Ronei havia dito na noite anterior que café da manhã só a partir das 8h. Mas como eu tinha que resolver o problema de dinheiro em Bom Jesus do Amparo, e banco lá só abre às 11 horas, não adiantava eu sair cedo. Então me dei quase duas horas a mais de sono, acordei às sete e foi comer meu desjejum. Ronei chegou logo depois, tomando achocolatado e comendo pão. Começamos a conversa e logo estávamos falando de música, leis de incentivo, projetos, financiamento coletivo e outros assuntos que me cativam. Ele é fotógrafo, tem dois livros lançados, e obras suas decoram as paredes da pousada. Temos vários conhecidos em comum, gente de banda e produção. O Ramos chegou logo depois e contou emocionado do show do Steve Vai que ele foi, fardado. “Olha aqui, até arrepio!”. Magro, alto, de fala mansa e cativante, Ronei contava também das caminhadas de três ou quatro dias que faz pela região. Contei do projeto AT e fiquei de entrar em contato pra gente fazer alguma caminhada na região.

Com o sol já quente peguei o asfalto pros 14 quilômetros até Bom Jesus do Amparo. Com exceção da bela fazenda Cabo de Agosto, citada por Saint-Hilaire no seu relato do século XIX, nada chama atenção.

Já pouco depois das onze, quando acaba de tirar a foto da igreja em Bom Jesus, Fernando chegou. “Até que você andou bem!

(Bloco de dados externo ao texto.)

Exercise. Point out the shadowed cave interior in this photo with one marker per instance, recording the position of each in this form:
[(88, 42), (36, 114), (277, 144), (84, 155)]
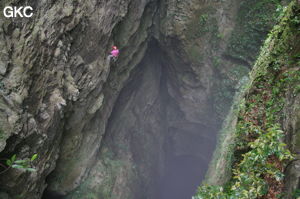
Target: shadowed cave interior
[(148, 125)]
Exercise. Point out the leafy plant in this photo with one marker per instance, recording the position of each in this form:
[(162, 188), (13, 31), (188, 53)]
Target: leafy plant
[(22, 164)]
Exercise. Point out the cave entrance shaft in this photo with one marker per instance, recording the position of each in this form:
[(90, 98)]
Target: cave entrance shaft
[(149, 133)]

Oi, eu sou o Fernando”. Ronei já tinha me falado dele. Disse que divulgava mais a Estrada Real que o próprio Instituto. Batemos papo, trocamos fotos e ele quis saber se eu tinha um tempinho pra escrever no livro de registros que mantém. Na pequena e organizado biblioteca municipal onde trabalha, ele me mostra orgulhoso os quatro livros já completos e o outro pela metade. “Só escreve na página de cá que nessa eu vou colar as fotos”. De sorriso largo e sincero, conta que recolhe doações de livros pra biblioteca. “O editor da Martins Fontes fez a Estrada e eu fiquei esperando ele ali na ponte, que eu sabia que ele tinha que passar. Perguntei pra ele qual livro de caminhada era fundamental. Ele disse que era o Senhor dos Anéis, que eles lançaram. Mas aqui não tem. Então ele mandou pra gente”, conta sorrindo. Fernando fala da cidade, das serras, da Estrada, e em cada frase dá pra sentir o entusiasmo e a paixão dele pelo assunto.  Dá vontade de ficar horas.

Mas eu tenho coisas mais chatas pra fazer: vou no banco, saco dinheiro suficiente para as despesas até a próxima agência e caminho com Fernando até a porta da sua casa. Já são 12:30. “Eu só não recomendo ninguém a sair daqui depois de 13:30, por causa da região dos eucaliptos. Nem de bicicleta”.

A região dos eucaliptos… O guia da instituto já alertava, que era preciso atenção  nesse próximo trecho até Cocais. O que nem o Guia nem o Fernando nem ninguém que eu li relato da Estrada Real fala é que esse é o trecho menos divertido da viagem. Nem o fato de um tatu ter cruzado a minha frente, nem a siriema na estrada, nem o fato de um bando de macacos ficarem fazendo algazarra, como que tirando sarro da minha cara, melhoraram meu humor. Primeiro porque a paisagem não tem nada demais, se comparado com os dias anteriores. Segundo, porque parte do trecho é feito em asfalto e é preciso cruzar uma rodovia movimentada e mesmo depois de pegar a estrada de chão você fica mais de uma hora ouvindo o zunido de carros e caminhões cruzando a rodovia ao longe. E quando vê esta cruzando a mesma rodovia, indo em direção a um posto de gasolina, sem marcos de sinalização.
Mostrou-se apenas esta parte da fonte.